Apalagi menurut Mia, guru adalah profesi yang mulia dalam pengembangan pendidikan.
"Ada juga jaksa nakal, itu jadi pelajaran bagi kami. Karena itu kami bersinergi dengan guru," tuturnya.
Ia menambahkan, meski ada pendampingi yang dilakukan oleh pihak kejaksaan, bukan berarti kepala sekolah bisa kebal hukum.
Tidak hanya korupsi, jika guru melakukan tindak pidana umum, seperti menggelapkan barang milik orang lain, tetap akan diproses hingga ke pengadilan.
"Harus diingat, ada undang-undang yang tidak bisa diabaikan. Kalau guru atau Disdik nakal, ya tetap saja kami proses sesuai ketentuan hukum berlaku," tegasnya.
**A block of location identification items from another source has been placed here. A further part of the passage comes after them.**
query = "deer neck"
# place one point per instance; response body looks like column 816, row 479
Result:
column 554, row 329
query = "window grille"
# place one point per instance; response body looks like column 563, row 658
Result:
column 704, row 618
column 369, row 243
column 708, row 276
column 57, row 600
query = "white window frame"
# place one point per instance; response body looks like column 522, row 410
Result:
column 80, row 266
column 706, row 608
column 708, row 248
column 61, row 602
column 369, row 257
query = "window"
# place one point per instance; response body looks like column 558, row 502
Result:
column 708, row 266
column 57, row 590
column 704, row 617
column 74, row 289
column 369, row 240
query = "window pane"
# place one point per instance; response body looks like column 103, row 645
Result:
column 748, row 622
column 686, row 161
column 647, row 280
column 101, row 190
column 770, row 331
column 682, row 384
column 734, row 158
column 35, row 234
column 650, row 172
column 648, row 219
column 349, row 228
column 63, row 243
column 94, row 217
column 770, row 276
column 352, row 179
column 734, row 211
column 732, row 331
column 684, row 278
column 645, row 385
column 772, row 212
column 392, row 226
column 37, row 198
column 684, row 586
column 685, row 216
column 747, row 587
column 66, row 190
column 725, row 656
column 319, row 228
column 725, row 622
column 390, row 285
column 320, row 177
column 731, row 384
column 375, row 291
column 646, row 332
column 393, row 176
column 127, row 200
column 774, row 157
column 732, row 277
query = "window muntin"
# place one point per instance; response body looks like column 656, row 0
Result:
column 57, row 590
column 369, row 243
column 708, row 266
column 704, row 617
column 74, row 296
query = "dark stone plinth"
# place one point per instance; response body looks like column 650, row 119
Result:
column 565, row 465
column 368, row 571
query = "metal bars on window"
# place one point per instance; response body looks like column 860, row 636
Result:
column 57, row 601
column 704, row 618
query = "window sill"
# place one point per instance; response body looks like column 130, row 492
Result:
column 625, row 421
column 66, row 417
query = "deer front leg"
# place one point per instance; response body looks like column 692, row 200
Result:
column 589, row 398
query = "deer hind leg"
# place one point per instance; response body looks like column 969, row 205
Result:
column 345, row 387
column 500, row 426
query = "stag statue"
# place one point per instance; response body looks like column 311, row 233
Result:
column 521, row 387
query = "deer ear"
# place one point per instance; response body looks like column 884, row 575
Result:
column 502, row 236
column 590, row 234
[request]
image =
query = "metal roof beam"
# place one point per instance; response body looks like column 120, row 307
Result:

Sementara itu, Ketua PGRI Riau, Muhammad Syafei berharap, dengan kerjasama ini, profesi guru akan terlindungi dalam aspek yang benar-benar bertujuan mencerdaskan kehidupan bangsa.
"Ada 100 ribu lebih guru di Riau. Ini tonggak sejarah. Ini suatu kebanggaan kita antara PGRI Riau dan Kejati Riau."
" Sama-sama berkeinginan melindungi pendidik dan pendidikan di Riau," tuturnya.
Syafei menyadari, masih ada faktor-faktor eksternal yang tidak dipahami para guru karena bukan bidang kerjanya.
Dia berharap melalui kerjasama dengan Kejati Riau, pihaknya bisa mendapatkan arahan dan bimbingan.